For the last year and a half, Leigh and I have lived in an apartment complex in Raleigh, NC. If you look at this Mapquest map and switch over to the aerial photo, you can see that the complex has 23 buildings containing 1-, 2- and 3-bedroom aparments. There's roughly 300 individual apartments in the complex.

I don't know how they handle trash in apartment complexes around the country, but in Raleigh it is normal for there to be a central location somewhere in the complex where everyone takes their trash. Here's what the central location looks like in my complex:

This trash collection point is located right in the middle of the complex, next to the little building that has all the mailboxes in it. You can see the square hole in the wall. That's where you throw your bags of trash. Behind the brick wall is a very large trash compactor. Every few hours a maintenance guy comes around and compacts the trash into a big metal container measuring prehaps 6 ft x 6 ft x 20 ft. A couple of times a week a flatbed truck comes, hauls the container away and replaces it with an empty one.

So what you have is a central location where 300 households leave their trash. Every day you see people walking or driving to this central point. They are easy to spot -- either they are carrying big white garbage bags by hand, or they place the bags on the hood or trunk of the car and drive slowly over. Since Leigh and I have 4 kids, we generate a good bit of trash and it seems like I am taking trash over there on a near daily basis.

What is so interesting about this central trash location is the social aspect of it. There might also be a message about the general "goodness" of humanity in there somewhere as well. You notice very quickly that people use the central trash location to give things to one another. Anyone who has stuff that is "too good" to throw away will leave it on the sidewalk along the brick wall. You find people leaving all kinds of stuff -- tables, chairs, TVs, computers, lamps, dishes, books, boxes of magazines and so on.

Yesterday when I took the trash, there were two big green garbage bags on the sidewalk.
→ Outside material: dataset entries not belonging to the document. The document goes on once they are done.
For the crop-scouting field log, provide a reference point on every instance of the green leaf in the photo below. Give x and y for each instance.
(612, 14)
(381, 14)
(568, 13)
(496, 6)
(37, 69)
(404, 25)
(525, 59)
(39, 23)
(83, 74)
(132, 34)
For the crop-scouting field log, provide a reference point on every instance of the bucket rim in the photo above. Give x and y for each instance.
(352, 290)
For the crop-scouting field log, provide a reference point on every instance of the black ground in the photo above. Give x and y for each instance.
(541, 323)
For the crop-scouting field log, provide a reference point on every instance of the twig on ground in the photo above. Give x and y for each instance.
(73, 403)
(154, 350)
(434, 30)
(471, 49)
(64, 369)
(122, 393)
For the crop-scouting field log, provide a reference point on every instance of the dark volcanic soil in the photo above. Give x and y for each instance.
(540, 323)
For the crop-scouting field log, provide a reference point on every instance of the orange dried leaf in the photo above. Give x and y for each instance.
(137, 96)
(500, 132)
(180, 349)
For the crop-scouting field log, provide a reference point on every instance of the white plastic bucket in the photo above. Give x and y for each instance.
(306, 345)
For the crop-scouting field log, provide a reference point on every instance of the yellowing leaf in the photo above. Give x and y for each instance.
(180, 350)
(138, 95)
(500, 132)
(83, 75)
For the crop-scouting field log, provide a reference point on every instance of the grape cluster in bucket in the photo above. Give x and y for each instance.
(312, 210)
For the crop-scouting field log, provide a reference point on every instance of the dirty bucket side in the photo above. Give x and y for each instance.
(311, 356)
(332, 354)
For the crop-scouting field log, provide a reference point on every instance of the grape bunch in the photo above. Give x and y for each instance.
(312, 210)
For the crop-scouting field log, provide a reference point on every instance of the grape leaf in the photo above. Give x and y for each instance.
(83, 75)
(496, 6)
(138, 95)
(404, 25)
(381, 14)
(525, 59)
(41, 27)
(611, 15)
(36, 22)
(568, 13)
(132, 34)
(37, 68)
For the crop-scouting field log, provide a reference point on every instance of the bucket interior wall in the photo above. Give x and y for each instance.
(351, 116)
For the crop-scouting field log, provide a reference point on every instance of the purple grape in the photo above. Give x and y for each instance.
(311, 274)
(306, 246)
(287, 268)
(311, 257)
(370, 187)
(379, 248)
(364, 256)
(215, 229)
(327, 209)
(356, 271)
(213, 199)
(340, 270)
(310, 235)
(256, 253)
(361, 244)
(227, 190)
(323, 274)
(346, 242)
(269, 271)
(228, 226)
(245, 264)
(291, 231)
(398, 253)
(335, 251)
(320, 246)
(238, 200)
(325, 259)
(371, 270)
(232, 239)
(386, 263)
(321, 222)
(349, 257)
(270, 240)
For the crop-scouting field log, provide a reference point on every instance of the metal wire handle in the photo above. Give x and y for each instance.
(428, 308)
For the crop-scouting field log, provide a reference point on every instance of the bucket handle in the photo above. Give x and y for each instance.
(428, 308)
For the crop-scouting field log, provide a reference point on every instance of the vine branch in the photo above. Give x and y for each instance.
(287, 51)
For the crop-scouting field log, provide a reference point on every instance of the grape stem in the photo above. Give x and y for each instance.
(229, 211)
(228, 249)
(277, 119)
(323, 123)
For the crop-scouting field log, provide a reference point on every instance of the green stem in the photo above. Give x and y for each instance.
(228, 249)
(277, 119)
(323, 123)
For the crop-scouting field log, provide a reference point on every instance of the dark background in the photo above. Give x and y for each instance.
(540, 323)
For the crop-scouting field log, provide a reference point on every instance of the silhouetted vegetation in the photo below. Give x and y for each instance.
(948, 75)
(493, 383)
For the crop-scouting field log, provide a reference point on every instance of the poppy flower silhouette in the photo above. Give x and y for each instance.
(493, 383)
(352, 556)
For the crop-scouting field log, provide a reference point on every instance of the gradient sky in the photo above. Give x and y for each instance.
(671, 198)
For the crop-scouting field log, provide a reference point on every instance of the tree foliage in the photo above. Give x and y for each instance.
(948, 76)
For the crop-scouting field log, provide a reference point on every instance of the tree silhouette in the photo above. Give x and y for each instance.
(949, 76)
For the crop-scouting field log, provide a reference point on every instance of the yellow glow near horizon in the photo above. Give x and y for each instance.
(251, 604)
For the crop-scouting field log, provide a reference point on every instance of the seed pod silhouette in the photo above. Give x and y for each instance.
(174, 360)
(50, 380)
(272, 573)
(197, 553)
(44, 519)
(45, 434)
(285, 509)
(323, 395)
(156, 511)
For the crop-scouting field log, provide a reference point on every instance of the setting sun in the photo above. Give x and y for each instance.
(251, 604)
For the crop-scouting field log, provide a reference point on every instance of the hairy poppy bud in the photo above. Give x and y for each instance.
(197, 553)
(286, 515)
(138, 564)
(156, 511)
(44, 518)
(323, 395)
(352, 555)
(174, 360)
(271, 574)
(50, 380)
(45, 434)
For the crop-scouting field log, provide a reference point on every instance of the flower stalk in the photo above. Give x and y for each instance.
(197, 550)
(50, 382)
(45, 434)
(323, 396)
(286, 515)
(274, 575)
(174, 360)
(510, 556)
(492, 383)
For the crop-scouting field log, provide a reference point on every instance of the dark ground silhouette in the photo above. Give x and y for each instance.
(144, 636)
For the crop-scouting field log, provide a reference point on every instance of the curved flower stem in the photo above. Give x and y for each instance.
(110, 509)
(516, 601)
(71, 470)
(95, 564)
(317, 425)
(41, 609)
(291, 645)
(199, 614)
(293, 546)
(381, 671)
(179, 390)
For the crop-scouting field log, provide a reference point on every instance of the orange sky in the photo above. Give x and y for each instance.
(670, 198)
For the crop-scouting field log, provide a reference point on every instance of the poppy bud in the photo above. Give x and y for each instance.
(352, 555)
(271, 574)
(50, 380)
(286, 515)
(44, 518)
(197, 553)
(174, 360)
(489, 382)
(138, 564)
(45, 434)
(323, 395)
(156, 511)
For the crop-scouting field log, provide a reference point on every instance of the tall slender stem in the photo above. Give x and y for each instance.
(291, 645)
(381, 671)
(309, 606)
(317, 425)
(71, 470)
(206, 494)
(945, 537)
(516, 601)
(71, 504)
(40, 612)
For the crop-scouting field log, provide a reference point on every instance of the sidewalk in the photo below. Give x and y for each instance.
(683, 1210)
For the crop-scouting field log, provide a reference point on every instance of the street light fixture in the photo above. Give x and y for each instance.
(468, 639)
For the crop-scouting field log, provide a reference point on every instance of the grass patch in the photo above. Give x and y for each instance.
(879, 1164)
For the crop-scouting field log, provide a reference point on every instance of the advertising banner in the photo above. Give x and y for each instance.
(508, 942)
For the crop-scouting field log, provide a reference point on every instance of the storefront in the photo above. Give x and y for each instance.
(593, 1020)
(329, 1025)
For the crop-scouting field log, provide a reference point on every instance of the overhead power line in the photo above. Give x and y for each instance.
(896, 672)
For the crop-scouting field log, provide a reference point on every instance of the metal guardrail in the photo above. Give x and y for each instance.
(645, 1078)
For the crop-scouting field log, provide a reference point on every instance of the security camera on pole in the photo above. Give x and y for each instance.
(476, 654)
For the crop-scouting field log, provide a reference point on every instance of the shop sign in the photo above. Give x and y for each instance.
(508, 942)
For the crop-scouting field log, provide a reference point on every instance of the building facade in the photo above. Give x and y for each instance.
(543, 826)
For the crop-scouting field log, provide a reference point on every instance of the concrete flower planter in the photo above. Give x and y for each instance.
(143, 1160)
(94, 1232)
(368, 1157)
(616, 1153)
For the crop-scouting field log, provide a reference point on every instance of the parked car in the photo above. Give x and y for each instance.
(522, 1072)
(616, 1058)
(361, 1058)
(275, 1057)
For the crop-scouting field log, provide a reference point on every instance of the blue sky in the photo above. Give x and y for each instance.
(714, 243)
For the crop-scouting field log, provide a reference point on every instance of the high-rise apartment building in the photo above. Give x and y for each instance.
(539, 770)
Taped to each one was a piece of paper that said, "Good Clothes". The bags were open and inside you could see blue jeans, shirts, etc. I walked back to my apartment to get the camera, because I'd never seen the surplus items on the sidewalk labeled before. By the time I got back, the clothes were gone but there were 2 sofas instead:

To be fair, there is no way to get a sofa into the compactor. But the point is that people leave a wide variety of things on the sidewalk, and the stuff does not last for long. The two bags of clothes lasted less than ten minutes, and the sofas lasted less than an hour.

There are at least three lessons here:
  1. People recognize that a lot of the things that they throw away are not "trash". The items are simply no longer needed, and might be useful to someone else.
  2. Given a way to do it, people will gladly make those items available to others for free. They will often take extra time to make this process easier for the recipients -- for example, sorting good clothes into separate bags and labeling the bags.
  3. By creating a convenient and central sharing point for the things that people want to give to others, sharing becomes a part of the community.